Mutual connections of mitochondrial membrane architecture and cardiolipin homeostasis in Barth syndrome
Martin van der Laan, PhD, Professor, Saarland University, Homburg, Germany
Award: US $48,906 over 1.5-year period
*Funding for this award was provided by Association Syndrome de Barth France
The cause of Barth syndrome has been assigned to defects in the activity of the transacylase tafazzin. This enzyme is located in the mitochondrial inner membrane (MIM) and is responsible for the maturation of cardiolipin (CL), a negatively charged phospholipid that plays multiple roles in mitochondrial core functions. Alterations in the CL composition impair respiratory metabolism and ATP production by the oxidative phosphorylation machinery that is localized in membrane invaginations of the MIM, termed cristae. The tafazzin-deficient mitochondria of Barth syndrome patients show a reduced number of cristae and severe ultrastructural MIM defects indicating that CL homeostasis is pivotal for the formation and maintenance of these intricate structures. Consequently, the affected individuals suffer from skeletal muscle weakness and cardiomyopathy due to mitochondrial dysfunction in these particularly energy-demanding tissues.
The peculiar architecture of cristae strictly depends on two major membrane-shaping protein complexes of the MIM: the oligomeric F1Fo-ATP synthase and the mitochondrial contact site and cristae organizing system (MICOS). Whereas ATP synthase oligomers shape rims and tips of cristae membranes, MICOS is required for the formation and stabilization of crista junctions that firmly connect the cristae to the boundary region of the MIM. Ablation of MICOS in different model organisms leads to the collapse of crista junctions and a detachment of cristae from the periphery. Remarkably, the defects of MIM architecture observed in Barth syndrome patients are very similar to those found in patients who suffer from hepato-encephalopathy and 3-methylglutaconic aciduria due to loss of the MICOS subunit QIL1. Several recent studies mainly performed in yeast cells point to an intimate connection between MICOS-dependent cristae formation and phospholipid metabolism. Strong epistatic interactions between the two pathways, both positive and negative, have been reported. Initial biochemical analysis indicated that CL is likely involved in the structural organization of MICOS. In turn, alterations of yeast MICOS were found to reduce tafazzin protein stability and to perturb CL homeostasis.

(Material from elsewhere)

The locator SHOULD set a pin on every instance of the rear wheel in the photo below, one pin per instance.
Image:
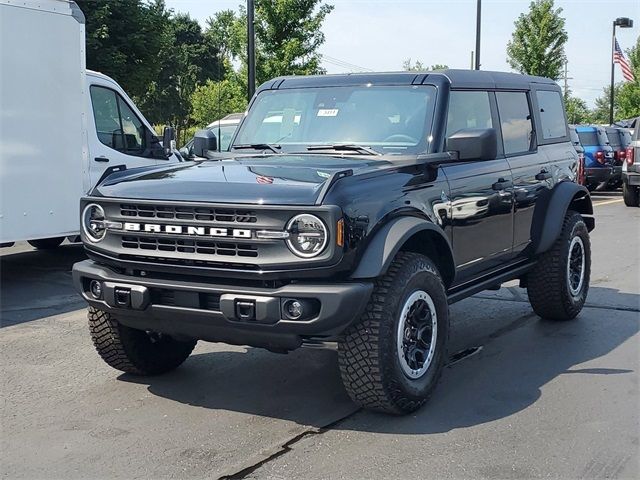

In this project, we will address the mutual relationship between MICOS and tafazzin-dependent CL maturation in a human cell model system. We have generated and characterized a series of knockout cell lines that lack individual MICOS components. CL metabolism and the fate of the tafazzin protein will be examined in these cells. We will additionally generate a tafazzin knockout cell line to study the CL-dependent assembly, stability and functionality of MICOS. Double knockout cell lines will be generated to study epistatic effects. We have shown before that overexpression of MICOS core subunits in yeast cells promotes cristae formation and expands crista junctions. Given the multiple connections and interdependencies of phospholipid homeostasis and membrane-shaping protein machineries, we hypothesize that overexpression of MICOS components in tafazzin-deficient human cells may ameliorate some of the ultrastructural and metabolic phenotypes. Such compensatory circuits have been described for other mitochondrial diseases and may open up new perspectives for alternative treatments of Barth syndrome, if they can be pharmacologically triggered.
The mutual connections between MIM ultrastructure, phospholipid composition and protein complex stability are currently not understood. This gap of knowledge also limits our understanding of related pathophysiological processes. We will use several state-of-the-art quantitative assays established in our laboratory to address key parameters of mitochondrial fitness in the generated MICOS- and tafazzin-knockout cell lines, like protein complex stability, respiratory performance, morphology and ultrastructure of the MIM, to obtain a comprehensive picture of the crosstalk between membrane architecture and CL homeostasis.